舛添知事を叩く元妻・片山さつき、やたらノリノリな日々
 高額な海外出張費や政治資金の問題でピンチに追い込まれている、舛添要一都知事。5月13日の会見ではとりあえず続投宣言をしていましたが、果たしてどうなることやら。

◆さつき名言、舛添氏は「セコい・小さい・哀しい」

 そんな騒動にあって、メディア露出が増えているのが片山さつき参院議員。かつて舛添氏と夫婦関係にあったことはよく知られていますが、そこで発せられるコメントのいちいちがキャッチーで、新たなブレイクスルーのきっかけになりそうな勢いです。

 何といっても、12日放送『直撃LIVE グッディ!』でのフレーズは傑作でした。プライベートな用事に自腹を切らない舛添氏を評して、「セコい、小さい、哀しい」の三原則を打ち出してみせたのです。

※画像出典:「直撃LIVEグッディ!」公式ブログ(5月12日)より
http://blog.fujitv.co.jp/goody/E20160512001.html

 一度は激しく愛し合った仲のはずなのに、この言われよう。カネのことを言っているのに、なぜか夜の光景が浮かんでしまって仕方ない。ムダにリズミカルな響きも、哀愁を誘います。

 翌13日にも、同番組に生出演したさつき。あまりにも付け焼刃な元夫の会見に業を煮やしたのか、「これだと、二の矢、三の矢が来てしまうので、また火だるまになっちゃいます」とバッサリ。

“火だるま”という言葉に、さつきの怨念がこもっているようでした。“なっちゃいます”イコール“なってほしい”だろ。

 そこまで言わせる都知事は、一体さつきにどんな仕打ちをしたのだろう。数々の罵詈雑言には、並々ならぬ筆圧の強さがありました。

 しかしながら、ここで不思議なことに気づきます。そうやって元夫を辛辣に斬り捨てるさつきが、かつてないほどの輝きを見せていたのです。

◆舛添エキスパートは私しかいない

 事実、生放送『グッディ!』でのさつきは、少し斜に腰かけながら落ち着いた声のトーンで語る、知的に成熟した女性そのものでした。
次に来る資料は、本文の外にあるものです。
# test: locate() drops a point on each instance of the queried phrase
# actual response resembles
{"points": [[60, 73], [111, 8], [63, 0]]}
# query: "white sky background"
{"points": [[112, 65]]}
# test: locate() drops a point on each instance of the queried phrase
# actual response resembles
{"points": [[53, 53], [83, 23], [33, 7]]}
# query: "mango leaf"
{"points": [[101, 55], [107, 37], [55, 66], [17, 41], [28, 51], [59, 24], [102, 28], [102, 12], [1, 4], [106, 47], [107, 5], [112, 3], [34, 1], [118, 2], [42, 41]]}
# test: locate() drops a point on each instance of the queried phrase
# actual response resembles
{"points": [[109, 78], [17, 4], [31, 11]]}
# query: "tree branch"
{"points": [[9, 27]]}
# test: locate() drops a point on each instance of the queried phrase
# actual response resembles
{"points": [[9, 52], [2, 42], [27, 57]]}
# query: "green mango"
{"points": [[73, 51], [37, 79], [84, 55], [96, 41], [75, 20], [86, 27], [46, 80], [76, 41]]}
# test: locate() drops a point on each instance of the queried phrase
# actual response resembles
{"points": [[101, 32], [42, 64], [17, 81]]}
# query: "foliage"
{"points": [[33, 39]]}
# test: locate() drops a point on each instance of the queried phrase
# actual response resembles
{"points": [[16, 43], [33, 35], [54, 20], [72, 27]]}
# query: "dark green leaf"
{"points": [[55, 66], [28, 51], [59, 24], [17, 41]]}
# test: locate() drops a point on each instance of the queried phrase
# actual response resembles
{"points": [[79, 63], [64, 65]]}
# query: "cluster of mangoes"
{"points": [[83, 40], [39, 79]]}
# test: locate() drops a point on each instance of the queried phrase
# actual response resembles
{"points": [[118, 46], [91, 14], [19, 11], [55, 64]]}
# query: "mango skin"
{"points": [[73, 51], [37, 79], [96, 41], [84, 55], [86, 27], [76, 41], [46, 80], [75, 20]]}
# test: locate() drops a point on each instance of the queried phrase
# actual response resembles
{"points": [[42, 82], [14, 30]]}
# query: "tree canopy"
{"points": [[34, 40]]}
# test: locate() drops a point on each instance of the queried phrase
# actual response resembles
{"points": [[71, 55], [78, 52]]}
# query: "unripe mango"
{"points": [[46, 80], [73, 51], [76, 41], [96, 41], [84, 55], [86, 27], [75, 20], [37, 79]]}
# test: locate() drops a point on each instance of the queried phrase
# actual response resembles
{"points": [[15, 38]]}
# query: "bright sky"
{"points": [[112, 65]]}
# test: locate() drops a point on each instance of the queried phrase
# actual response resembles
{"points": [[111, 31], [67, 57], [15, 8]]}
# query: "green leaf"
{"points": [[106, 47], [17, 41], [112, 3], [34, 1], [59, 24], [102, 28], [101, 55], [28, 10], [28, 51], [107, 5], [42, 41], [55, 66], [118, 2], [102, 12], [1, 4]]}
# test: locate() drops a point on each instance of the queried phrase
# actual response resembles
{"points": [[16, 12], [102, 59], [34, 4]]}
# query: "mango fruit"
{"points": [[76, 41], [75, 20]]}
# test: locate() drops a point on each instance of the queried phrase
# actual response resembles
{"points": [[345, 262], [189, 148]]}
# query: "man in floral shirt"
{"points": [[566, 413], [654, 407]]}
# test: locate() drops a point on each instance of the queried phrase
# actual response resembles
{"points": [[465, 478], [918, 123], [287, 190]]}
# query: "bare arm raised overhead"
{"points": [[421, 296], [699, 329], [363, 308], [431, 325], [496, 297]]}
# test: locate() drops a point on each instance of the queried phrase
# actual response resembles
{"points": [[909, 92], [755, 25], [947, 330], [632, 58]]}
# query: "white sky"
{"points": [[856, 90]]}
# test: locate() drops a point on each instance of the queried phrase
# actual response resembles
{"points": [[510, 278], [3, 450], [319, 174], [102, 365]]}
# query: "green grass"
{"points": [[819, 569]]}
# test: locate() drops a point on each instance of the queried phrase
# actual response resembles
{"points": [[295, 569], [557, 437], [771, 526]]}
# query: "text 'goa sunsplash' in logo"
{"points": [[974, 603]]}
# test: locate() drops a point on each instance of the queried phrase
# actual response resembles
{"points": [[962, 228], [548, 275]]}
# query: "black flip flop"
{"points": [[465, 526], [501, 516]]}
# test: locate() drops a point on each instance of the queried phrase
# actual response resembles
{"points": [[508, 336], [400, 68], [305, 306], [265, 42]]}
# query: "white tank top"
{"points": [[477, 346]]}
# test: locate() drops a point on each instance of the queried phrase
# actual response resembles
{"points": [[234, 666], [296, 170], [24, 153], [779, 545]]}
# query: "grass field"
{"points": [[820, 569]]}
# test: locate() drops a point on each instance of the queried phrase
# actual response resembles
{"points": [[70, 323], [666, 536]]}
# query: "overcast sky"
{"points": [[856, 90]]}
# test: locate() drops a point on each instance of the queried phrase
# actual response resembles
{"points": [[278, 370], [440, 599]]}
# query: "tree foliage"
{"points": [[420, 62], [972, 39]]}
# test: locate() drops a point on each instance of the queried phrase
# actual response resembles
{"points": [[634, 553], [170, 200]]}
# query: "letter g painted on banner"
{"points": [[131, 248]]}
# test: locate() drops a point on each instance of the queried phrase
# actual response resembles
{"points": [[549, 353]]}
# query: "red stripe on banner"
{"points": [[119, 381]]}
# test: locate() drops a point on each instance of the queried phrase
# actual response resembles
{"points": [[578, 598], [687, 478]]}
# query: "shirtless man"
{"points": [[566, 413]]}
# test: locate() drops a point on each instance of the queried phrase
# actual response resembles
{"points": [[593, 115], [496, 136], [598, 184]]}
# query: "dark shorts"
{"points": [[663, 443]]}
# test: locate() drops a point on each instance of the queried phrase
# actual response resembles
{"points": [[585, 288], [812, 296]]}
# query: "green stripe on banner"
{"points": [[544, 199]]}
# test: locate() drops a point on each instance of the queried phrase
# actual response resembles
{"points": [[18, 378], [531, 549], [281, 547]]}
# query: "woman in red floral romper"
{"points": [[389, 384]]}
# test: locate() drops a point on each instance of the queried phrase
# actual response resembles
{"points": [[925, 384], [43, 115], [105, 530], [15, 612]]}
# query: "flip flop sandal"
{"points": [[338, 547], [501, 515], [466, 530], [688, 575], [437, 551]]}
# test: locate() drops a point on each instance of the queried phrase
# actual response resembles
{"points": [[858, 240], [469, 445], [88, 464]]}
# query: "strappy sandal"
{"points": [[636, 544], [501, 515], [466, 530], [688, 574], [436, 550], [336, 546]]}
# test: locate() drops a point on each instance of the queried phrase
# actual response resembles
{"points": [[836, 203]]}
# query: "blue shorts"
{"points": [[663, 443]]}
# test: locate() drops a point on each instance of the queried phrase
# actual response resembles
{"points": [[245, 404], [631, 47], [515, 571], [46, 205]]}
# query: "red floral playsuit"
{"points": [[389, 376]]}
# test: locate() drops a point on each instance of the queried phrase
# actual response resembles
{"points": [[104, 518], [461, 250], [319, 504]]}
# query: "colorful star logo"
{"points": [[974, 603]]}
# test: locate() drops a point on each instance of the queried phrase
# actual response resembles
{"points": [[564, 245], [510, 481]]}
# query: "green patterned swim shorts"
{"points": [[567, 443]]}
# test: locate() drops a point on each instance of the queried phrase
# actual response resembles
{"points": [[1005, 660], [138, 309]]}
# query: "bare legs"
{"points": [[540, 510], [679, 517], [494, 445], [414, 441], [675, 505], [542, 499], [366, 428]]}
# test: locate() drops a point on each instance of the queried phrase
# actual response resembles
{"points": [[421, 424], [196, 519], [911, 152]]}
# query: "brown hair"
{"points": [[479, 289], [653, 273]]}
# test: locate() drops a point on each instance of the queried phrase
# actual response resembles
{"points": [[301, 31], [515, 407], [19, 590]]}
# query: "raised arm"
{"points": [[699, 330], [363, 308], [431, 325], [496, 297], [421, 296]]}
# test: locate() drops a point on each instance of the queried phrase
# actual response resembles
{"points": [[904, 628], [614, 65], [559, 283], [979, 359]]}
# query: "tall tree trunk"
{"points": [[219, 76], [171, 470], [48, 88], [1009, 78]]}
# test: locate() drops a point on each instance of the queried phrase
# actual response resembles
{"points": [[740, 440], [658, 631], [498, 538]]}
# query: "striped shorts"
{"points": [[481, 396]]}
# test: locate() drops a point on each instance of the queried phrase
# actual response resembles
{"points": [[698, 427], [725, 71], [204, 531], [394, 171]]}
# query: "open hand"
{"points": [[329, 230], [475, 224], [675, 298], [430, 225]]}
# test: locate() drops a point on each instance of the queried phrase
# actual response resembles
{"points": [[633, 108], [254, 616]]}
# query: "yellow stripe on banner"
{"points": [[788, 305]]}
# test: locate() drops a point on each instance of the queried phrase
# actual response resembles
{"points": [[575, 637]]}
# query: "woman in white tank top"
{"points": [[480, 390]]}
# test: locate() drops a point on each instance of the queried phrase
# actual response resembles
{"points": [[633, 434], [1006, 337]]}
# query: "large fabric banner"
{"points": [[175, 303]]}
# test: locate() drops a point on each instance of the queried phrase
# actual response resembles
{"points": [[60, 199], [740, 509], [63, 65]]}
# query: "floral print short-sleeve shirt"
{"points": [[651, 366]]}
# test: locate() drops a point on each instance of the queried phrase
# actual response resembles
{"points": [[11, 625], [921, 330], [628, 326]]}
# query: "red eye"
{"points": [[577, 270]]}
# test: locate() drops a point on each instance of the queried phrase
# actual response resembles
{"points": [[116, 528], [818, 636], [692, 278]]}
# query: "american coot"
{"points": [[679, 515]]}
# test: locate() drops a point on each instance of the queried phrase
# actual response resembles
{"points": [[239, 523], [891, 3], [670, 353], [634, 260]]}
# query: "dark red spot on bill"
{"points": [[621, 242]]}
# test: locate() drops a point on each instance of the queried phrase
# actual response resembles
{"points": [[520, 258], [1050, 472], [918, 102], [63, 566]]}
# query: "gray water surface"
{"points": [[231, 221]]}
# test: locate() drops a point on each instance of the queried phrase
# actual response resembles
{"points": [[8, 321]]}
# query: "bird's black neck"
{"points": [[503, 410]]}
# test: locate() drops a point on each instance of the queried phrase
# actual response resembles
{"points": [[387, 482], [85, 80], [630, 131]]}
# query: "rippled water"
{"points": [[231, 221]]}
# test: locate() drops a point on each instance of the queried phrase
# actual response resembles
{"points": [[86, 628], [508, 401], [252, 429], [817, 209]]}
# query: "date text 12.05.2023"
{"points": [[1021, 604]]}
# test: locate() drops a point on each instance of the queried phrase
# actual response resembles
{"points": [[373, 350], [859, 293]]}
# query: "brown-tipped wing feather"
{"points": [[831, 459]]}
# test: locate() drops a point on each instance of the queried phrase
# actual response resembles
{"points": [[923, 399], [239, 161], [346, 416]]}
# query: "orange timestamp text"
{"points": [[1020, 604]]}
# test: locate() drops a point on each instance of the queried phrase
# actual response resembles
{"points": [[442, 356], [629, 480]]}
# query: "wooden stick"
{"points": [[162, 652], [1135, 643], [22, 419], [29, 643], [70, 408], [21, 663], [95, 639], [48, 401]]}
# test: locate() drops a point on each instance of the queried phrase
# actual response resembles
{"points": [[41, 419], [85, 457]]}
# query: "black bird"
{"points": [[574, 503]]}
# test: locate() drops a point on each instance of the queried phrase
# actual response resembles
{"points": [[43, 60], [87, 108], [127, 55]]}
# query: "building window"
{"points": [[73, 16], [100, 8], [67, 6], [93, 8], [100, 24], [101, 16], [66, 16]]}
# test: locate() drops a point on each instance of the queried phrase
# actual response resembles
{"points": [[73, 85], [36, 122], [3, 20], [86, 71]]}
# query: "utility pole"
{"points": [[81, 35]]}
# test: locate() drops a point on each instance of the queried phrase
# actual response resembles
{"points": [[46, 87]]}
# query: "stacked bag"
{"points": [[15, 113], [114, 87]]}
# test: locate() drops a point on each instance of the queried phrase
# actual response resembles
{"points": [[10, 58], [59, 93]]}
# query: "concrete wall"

 鬼神のような面構えで生活保護費の不正受給問題をまくしたてたり、♪尖閣は 日本の領土です〜♪と摩訶不思議なピアノの弾き語りを聞かせたりするさつきは、もはや過去のもの。舛添要一を冷静に分析し、理路整然と語る姿に、初めて政治家らしい器の大きさを感じたのです。

 生活保護費や尖閣問題では、党内のライバル議員を出し抜こうと必死だったのでしょう。

 しかし、こと元夫・舛添要一については、さつきただ一人がエキスパートである。さつき以上に舛添氏を正確に語れる論客などいない。

 そうした安心感が、彼女を輝かせたのかもしれません。

 図らずも明らかになった片山さつきの女性としての魅力。それを引き出したのが、憎たらしいかつてのパートナーであるところに、男女の仲の奥深いミステリーを感じるのでした。